Section 5.       Limitations on Benefits.

               (a)       Release. To receive benefits under this Plan, an
Eligible Employee must execute a release of claims in favor of the Company, in
the form attached to this Plan as Exhibit A, Exhibit B or Exhibit C, as
appropriate, and such release must become effective in accordance with its
terms.

               (b)       Certain Reductions and Offsets. Notwithstanding any
other provision of the Plan to the contrary, any benefits payable to an Eligible
Employee under this Plan shall be reduced by any severance benefits payable by
the Company to such individual under any other policy, plan, program or
arrangement, including, without limitation, a contract between the Eligible
Employee and any entity, covering such individual. Furthermore, to the extent
that any federal, state or local laws, including, without limitation, so-called
“plant closing” laws or statutory severance requirements, require the Company to
give advance notice or make a payment of any kind to an Eligible Employee
because of that Eligible Employee’s involuntary termination due to a layoff,
reduction in force, plant or facility closing, sale of business, change of
control, or any other similar event or reason, the benefits payable under this
Plan shall either be reduced or eliminated. The benefits provided under this
Plan are intended to satisfy any and all statutory obligations that may arise
out of an Eligible Employee’s involuntary termination of employment for the
foregoing reasons, and the Plan Administrator shall so construe and implement
the terms of the Plan.

               (c)       Mitigation. Except as otherwise specifically provided
herein, an Eligible Employee shall not be required to mitigate damages or the
amount of any payment provided under this Plan by seeking other employment or
otherwise, nor shall the amount of any payment provided for under this Plan be
reduced by any compensation earned by an Eligible Employee as a result of
employment by another employer or any retirement benefits received by such
Eligible Employee after the date of the Covered Termination.

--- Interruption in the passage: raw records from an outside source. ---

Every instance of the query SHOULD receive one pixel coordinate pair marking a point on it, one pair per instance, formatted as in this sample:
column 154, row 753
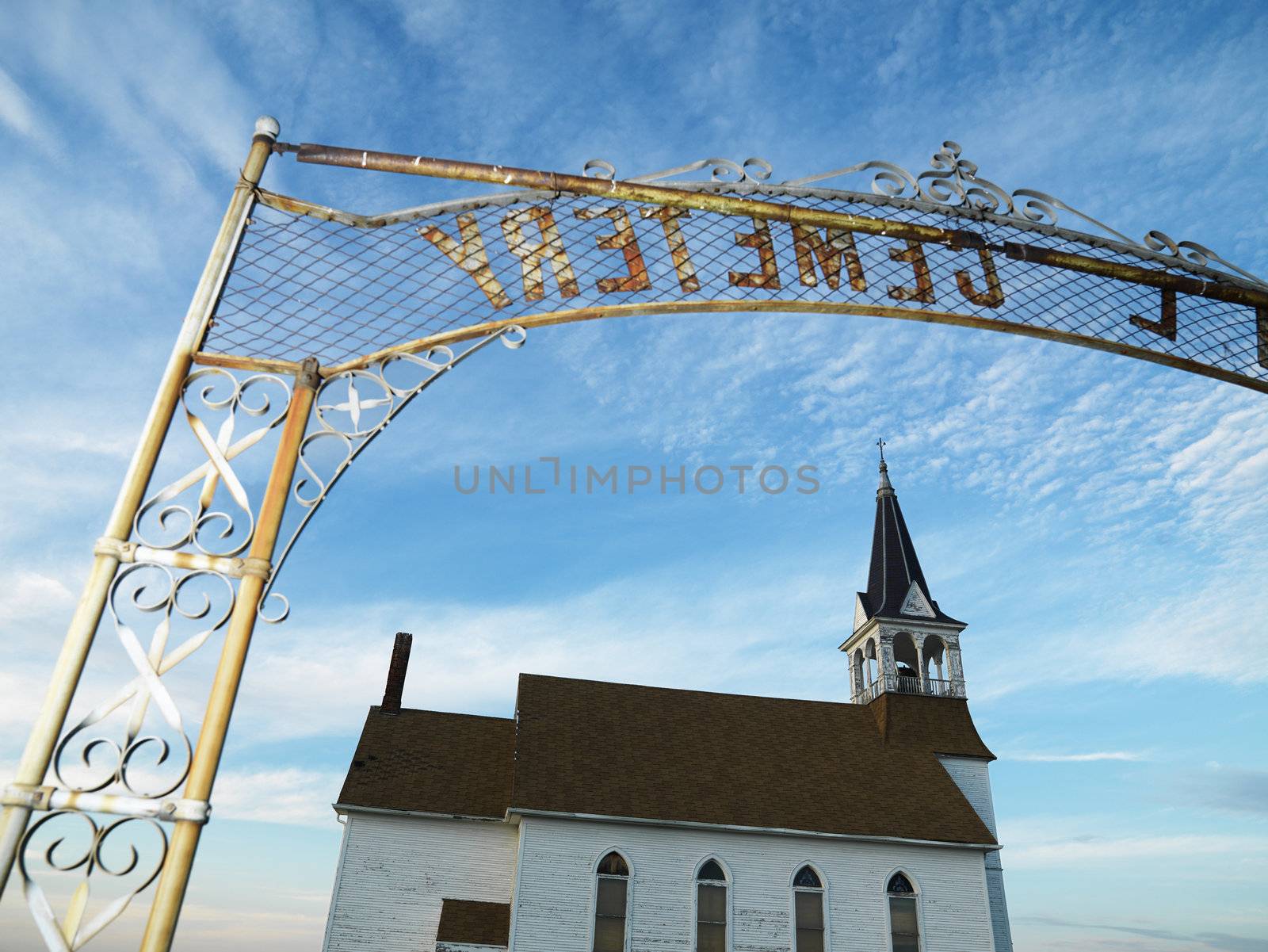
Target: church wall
column 396, row 870
column 972, row 774
column 555, row 901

               (d)       Termination of Benefits. Benefits under this Plan shall
terminate immediately if the Eligible Employee, at any time, violates any
proprietary information or confidentiality obligation to the Company.

               (e)       Non-Duplication of Benefits. No Eligible Employee is
eligible to receive benefits under this Plan more than one time.

               (f)       Indebtedness of Eligible Employees. If a terminating
employee is indebted to the Company or an affiliate of the Company at his or her
termination date, the Company reserves the right to offset any severance
payments under the Plan by the amount of such indebtedness.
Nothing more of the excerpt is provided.